I'm setting up a MongoDB installation and wondered if there on any
general guidelines on
hardware selection.
For instance:
In terms of scalability I'm sure there are some trade-offs between
number of CPU cores
and disk spindles. I would like a setup that I can scale with shards
over time so should
I go with nodes of 8 cores and RAID 10 storage or more nodes of 4
cores with just RAID 1?
I've been trying to weigh out buying four quad-core machines or two 8
core.
Thanks, I could really use some general advice.
Steve
PS: I'm impressed with MongoDB from my testing on very low-end
hardware (Atom 330)
> Hi,
>
> I'm setting up a MongoDB installation and wondered if there on any
> general guidelines on
> hardware selection.
>
> For instance:
>
> In terms of scalability I'm sure there are some trade-offs between
> number of CPU cores
> and disk spindles. I would like a setup that I can scale with shards
> over time so should
> I go with nodes of 8 cores and RAID 10 storage or more nodes of 4
> cores with just RAID 1?
>
> I've been trying to weigh out buying four quad-core machines or two 8
> core.
>
> Thanks, I could really use some general advice.
My advice would be the same if this server were intended to run Oracle, MySQL, Sybase, etc. because the problem domains are so similar.
I/O
If your application is very write heavy, but the writes are small and potentially random, then go with RAID10.
If your application is very write heavy, but the writes are few, large and streaming, then RAID5 or RAID6 is a reasonable candidate.
If your application is read heavy, any RAID will do.
I almost always choose RAID10 because it is vastly more resilient to hardware failures and its rebuilds are "cheaper" than for RAID5 or 6.
I'll leave you to decide if you want to do FC, AoE, direct attached, iSCSI or some other storage connectivity option.

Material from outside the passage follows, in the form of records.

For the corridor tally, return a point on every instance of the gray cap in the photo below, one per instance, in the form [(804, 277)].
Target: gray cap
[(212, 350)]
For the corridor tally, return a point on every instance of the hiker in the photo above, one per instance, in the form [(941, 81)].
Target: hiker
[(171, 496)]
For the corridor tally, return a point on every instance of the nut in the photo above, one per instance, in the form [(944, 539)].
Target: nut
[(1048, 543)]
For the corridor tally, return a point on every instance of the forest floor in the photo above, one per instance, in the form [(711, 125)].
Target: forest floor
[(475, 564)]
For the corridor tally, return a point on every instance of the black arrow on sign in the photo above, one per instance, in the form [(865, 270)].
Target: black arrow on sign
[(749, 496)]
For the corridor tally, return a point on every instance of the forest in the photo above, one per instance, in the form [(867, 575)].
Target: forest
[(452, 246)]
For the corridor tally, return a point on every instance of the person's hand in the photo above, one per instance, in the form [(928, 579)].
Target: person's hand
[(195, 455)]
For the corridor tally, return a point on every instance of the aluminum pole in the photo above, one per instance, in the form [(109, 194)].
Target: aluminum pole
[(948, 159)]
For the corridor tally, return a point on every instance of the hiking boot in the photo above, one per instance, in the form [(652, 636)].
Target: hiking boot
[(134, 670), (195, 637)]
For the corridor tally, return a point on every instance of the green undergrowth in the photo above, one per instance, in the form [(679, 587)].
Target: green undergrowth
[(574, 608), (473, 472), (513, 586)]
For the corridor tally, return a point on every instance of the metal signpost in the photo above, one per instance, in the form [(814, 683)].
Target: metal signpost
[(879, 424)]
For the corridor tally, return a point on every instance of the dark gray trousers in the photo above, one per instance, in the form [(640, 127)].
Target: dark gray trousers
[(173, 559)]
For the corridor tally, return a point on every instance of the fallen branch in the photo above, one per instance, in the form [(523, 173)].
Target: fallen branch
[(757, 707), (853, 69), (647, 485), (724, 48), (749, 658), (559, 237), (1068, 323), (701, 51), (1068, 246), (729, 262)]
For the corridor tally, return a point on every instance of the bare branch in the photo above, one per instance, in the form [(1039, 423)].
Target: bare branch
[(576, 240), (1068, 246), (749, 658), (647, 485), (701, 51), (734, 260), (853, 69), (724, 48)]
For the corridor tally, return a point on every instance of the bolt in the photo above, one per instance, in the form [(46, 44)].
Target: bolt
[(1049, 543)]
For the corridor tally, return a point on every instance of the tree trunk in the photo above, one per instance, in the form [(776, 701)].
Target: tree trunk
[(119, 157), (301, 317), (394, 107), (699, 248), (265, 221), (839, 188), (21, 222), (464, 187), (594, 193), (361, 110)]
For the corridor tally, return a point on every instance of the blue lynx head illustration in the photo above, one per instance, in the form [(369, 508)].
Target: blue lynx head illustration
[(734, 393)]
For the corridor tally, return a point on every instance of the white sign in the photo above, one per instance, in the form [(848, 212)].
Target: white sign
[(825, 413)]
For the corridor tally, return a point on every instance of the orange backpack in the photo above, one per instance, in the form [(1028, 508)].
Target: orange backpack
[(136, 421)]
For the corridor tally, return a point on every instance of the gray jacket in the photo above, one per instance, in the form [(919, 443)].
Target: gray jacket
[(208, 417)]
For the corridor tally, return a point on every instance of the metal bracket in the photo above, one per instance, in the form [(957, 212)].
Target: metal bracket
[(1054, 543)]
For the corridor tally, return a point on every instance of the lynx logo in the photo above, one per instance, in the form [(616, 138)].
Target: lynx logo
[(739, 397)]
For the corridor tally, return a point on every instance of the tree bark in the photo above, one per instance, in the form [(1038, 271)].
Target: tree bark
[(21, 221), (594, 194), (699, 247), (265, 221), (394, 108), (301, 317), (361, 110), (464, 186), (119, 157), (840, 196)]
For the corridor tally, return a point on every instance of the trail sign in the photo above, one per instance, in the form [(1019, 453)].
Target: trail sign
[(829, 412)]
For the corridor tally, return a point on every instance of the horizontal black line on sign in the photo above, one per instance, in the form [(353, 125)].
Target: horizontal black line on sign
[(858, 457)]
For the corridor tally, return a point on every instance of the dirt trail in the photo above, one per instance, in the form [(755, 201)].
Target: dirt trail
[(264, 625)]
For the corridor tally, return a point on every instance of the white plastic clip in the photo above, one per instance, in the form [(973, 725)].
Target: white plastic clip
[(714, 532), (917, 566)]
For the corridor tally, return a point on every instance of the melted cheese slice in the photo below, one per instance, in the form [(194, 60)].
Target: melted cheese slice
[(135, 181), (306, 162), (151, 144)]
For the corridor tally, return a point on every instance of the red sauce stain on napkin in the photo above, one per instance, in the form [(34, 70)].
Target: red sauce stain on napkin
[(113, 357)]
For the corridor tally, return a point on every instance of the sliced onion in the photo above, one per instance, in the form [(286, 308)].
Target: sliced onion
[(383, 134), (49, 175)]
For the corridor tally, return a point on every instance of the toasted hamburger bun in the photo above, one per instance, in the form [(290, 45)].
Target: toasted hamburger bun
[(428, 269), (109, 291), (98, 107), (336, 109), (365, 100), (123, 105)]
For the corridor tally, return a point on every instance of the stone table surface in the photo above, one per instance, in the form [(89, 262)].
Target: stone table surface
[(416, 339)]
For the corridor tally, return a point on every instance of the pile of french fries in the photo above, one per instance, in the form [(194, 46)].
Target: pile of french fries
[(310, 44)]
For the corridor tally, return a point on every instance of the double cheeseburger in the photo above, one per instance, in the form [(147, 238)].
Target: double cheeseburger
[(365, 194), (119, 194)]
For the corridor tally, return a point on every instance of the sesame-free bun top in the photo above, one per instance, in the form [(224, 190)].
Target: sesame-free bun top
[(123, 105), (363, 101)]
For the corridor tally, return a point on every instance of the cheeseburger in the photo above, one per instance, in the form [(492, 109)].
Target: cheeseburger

Since Mongodb doesn't currently allow you to force indexes to be built at different storage paths there isn't a lot of reason to have multiple I/O channels. Perhaps you could future proof your setup a little bit by allowing for that possibility down the road.
RAM
Make sure you install as much RAM as your budget allows. If you are going above 16GB of RAM, I highly recommend ECC RAM so stray errors can be detected and corrected without crashing your box.
CPU
This is the toughest part of the discussion. Right now mongodb is not very concurrent in the sense that it uses a lot of cores. My understanding is that it has a write lock (per collection) so all writes are serialized (could potentially max out 1 CPU). However, reads can be more concurrent so you might be able to take advantage of additional cores if there is extremely heavy read activity.
Using db.eval() to execute code server-side blocks the entire process, so no more than 1 core can be used. Point for a dual or single quad core system.
Map/reduce allows for some concurrency but unless you are doing several of them simultaneously then more cores are a waste. Point again for a dual or single quad core system.
If you intend to run more software than just mongodb on this box, that will likely be your deciding factor for number of cores. I just don't see the point in going beyond a *single* quad core for mongodb now or in the immediate future.
Corrections, suggestions, criticisms are all welcome...
cr
Based on your advice I will probably go for nodes with 4 cores and
RAID 10 sets.
The machines will be dedicated to MongoDB.